The company plans to develop the areas in which Orlen and Energa are already active, such as renewable energy and electromobility, but also to enter new projects, such as offshore wind farms. The completion of this transaction should result in a more efficient use of the companies’ combined potential. The group owns more than 50 assets that produce energy from renewable sources, primarily including hydroelectric power plants, onshore wind farms, and photovoltaic farms. More than 30% of the electricity produced by the Energa Group comes from renewable sources and this is the highest share among its main competitors. For PKN ORLEN, it is an interesting RES portfolio that balances the company’s conventional assets, such as the steam-gas units in Płock and Włocławek. Additionally, the diversification of revenue sources increases the company’s resilience to market fluctuations and changes in the macroeconomic environment. In this way, additional value is built for customers and shareholders.
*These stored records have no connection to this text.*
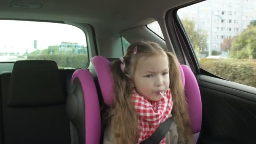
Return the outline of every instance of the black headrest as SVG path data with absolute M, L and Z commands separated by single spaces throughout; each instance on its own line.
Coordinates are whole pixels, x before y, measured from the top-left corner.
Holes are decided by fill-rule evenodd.
M 7 104 L 36 106 L 65 102 L 57 64 L 52 61 L 16 61 L 11 76 Z

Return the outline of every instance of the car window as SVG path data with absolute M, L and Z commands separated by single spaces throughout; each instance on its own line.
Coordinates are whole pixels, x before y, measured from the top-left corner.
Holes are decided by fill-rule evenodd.
M 53 60 L 60 69 L 85 68 L 86 38 L 80 29 L 66 24 L 0 20 L 0 62 Z
M 161 30 L 161 28 L 157 21 L 155 21 L 147 24 L 147 27 L 160 37 L 164 40 L 162 30 Z
M 256 87 L 255 1 L 208 0 L 178 11 L 200 67 Z

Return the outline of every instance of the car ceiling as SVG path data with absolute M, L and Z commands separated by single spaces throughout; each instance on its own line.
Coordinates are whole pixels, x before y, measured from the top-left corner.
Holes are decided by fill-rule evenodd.
M 98 34 L 116 34 L 164 19 L 168 10 L 193 0 L 36 0 L 41 7 L 29 9 L 14 8 L 12 0 L 2 0 L 0 18 L 87 23 Z

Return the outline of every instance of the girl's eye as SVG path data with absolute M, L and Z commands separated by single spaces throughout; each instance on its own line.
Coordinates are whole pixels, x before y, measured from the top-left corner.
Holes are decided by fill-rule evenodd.
M 153 75 L 147 75 L 146 76 L 146 77 L 151 77 L 152 76 L 153 76 Z

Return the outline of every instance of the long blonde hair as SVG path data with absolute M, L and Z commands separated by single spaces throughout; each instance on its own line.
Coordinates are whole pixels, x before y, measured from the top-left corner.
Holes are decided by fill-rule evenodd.
M 136 46 L 137 53 L 134 54 Z M 132 80 L 140 58 L 161 53 L 166 53 L 168 58 L 170 88 L 173 101 L 172 113 L 178 125 L 179 139 L 185 139 L 189 142 L 192 141 L 190 122 L 177 59 L 171 53 L 165 51 L 158 44 L 141 41 L 131 44 L 127 48 L 123 56 L 123 71 L 121 69 L 120 60 L 111 64 L 115 93 L 114 103 L 110 108 L 109 114 L 115 144 L 137 143 L 138 117 L 132 104 Z M 131 77 L 129 78 L 125 74 Z

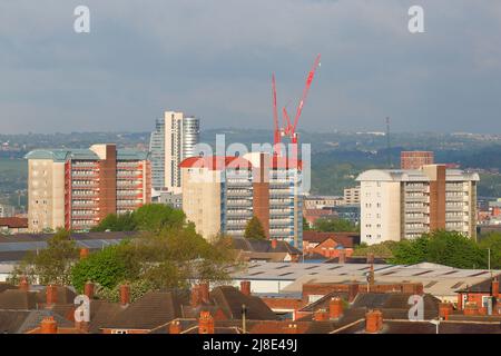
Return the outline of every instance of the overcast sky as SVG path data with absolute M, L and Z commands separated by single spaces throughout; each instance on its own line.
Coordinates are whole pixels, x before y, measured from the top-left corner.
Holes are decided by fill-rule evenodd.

The authors believe that the merger of these entities will not only benefit both companies, but the entire Polish economy. The beneficiaries of the capital takeover of the Gdansk group are also Pomerania and its inhabitants. Thanks to the planned investments, the number and scale of orders will increase. From a fiscal point of view, Energa will remain fully separate, which means more income for the local government budget and influence over the development of the Pomeranian area. Shares of companies in the WIG-ENERGIA index after the merger are illustrated in
Figure 8.
According to
Figure 8, the largest share in the companies’ structure in the WIG-Energia index on 30 October 2020 was in PGE S.A. and amounted to 40.93%. Tauron is in second place with a result of approximately 20.88%. The next two largest shares include Enea at 11.29% and Energa at 7.74%. These data only confirm the thesis that among many entities in the energy market, only the 4 largest entities forming the concern play a key role in ensuring an appropriate level of energy security. This supports research hypothesis no. 3.